Un ennemi monstrueux et omnipotent : jeudi 12 février dernier, dans un tweet, le dessinateur Plantu illustrait l'affaire Jeffrey Epstein, du nom de ce multi-millionnaire pédocriminel et juif, sous les traits d'un homme-pieuvre fait de tentacules de dollars et de jeunes femmes. Un dessin dont certains internautes ont dénoncé la dimension conspirationniste.

À chaque polémique, à chaque grande séquence d'actualité, ces caricatures animalisantes prolifèrent sur les réseaux sociaux.
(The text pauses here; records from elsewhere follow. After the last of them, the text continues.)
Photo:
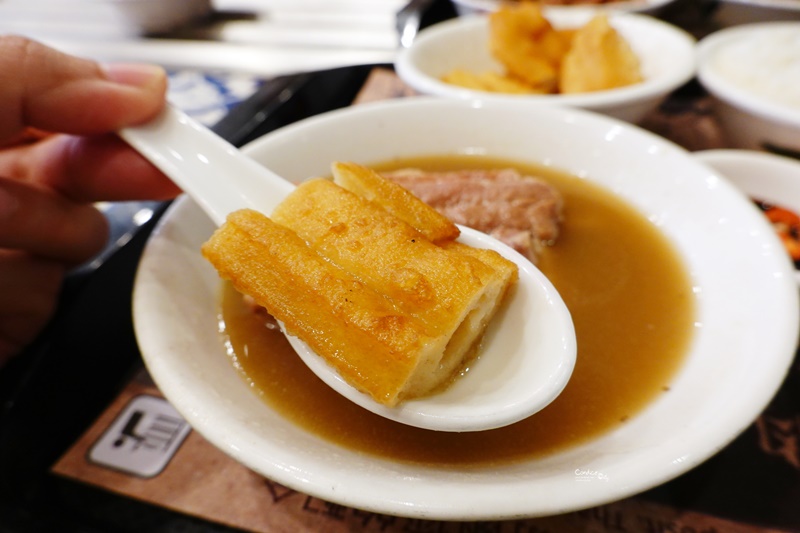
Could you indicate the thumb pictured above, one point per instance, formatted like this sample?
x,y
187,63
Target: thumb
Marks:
x,y
43,88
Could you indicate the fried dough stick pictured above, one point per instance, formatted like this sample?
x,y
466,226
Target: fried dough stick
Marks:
x,y
453,293
340,318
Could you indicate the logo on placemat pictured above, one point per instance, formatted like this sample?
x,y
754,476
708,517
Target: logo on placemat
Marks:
x,y
142,439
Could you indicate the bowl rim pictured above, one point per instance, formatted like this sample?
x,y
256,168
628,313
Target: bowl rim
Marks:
x,y
407,69
787,5
620,5
693,444
728,92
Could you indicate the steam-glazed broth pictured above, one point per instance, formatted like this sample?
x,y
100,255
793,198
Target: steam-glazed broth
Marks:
x,y
631,302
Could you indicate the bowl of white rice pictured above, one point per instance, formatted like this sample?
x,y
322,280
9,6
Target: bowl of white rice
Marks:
x,y
753,73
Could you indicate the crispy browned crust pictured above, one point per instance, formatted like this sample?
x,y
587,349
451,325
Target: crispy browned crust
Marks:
x,y
393,312
350,325
398,201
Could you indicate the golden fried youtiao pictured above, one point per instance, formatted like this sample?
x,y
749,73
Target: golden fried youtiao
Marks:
x,y
600,58
395,314
398,201
527,45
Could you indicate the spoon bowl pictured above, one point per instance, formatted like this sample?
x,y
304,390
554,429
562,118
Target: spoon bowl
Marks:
x,y
527,355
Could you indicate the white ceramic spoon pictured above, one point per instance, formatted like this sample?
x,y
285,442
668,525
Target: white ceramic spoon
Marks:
x,y
528,352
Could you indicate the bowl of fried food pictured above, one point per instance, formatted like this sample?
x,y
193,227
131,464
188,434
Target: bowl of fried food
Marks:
x,y
658,258
471,7
622,65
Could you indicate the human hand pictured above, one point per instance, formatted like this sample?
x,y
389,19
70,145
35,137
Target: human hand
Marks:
x,y
58,155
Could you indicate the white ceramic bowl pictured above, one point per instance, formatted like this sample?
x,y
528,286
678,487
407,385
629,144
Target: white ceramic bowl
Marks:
x,y
762,176
747,315
753,72
471,7
666,54
736,12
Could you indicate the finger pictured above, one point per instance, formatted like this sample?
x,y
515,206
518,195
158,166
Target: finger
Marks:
x,y
29,288
88,169
43,223
47,89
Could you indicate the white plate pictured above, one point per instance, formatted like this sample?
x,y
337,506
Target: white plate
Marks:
x,y
745,338
666,54
468,7
762,176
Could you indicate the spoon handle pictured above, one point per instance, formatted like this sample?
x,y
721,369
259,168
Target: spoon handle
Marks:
x,y
212,171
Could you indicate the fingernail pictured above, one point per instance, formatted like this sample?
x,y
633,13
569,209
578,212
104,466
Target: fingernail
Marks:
x,y
8,204
134,74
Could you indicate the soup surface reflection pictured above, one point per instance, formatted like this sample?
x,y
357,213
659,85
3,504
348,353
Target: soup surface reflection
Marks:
x,y
631,302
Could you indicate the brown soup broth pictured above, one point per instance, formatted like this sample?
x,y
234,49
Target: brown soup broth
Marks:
x,y
631,303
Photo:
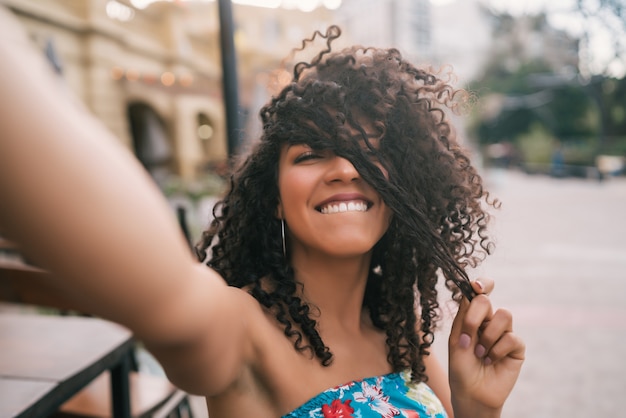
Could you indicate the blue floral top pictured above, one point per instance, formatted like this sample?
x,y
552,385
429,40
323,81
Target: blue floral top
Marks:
x,y
390,395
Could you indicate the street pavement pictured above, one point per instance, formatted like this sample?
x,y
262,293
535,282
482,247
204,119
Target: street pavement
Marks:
x,y
560,268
Sont-elles pour autant toutes complotistes ? Dans la rhétorique conspirationniste, le zoomorphisme dessine les contours d’un bouc émissaire déshumanisé et lui prête, par là même, un pouvoir surhumain.

Le 24 juin dernier par exemple, l'essayiste Rachel Khan dénonçait dans un tweet l’emprise de « la preuve islamiste » sur l’Organisation des Nations unies (ONU). En guise d’illustration, l’image stylisée d’un céphalopode tenant dans l’un de ses bras le logo de l’ONU. Un message épinglé par Mathilde Panot, présidente du groupe La France insoumise (LFI) à l’Assemblée nationale, qui a voulu y voir du « complotisme islamophobe » (sic) et du « racisme ». Un message qui ne manque pas d’ironie lorsqu'on se souvient que l’image de la pieuvre avait été mobilisé par LFI sur son matériel électoral lors des élections européennes de mai 2019... et qu'elle s'était attirée en retour l'accusation d'antisémitisme. Rachel Khan, elle, supprimera le tweet le lendemain de sa publication.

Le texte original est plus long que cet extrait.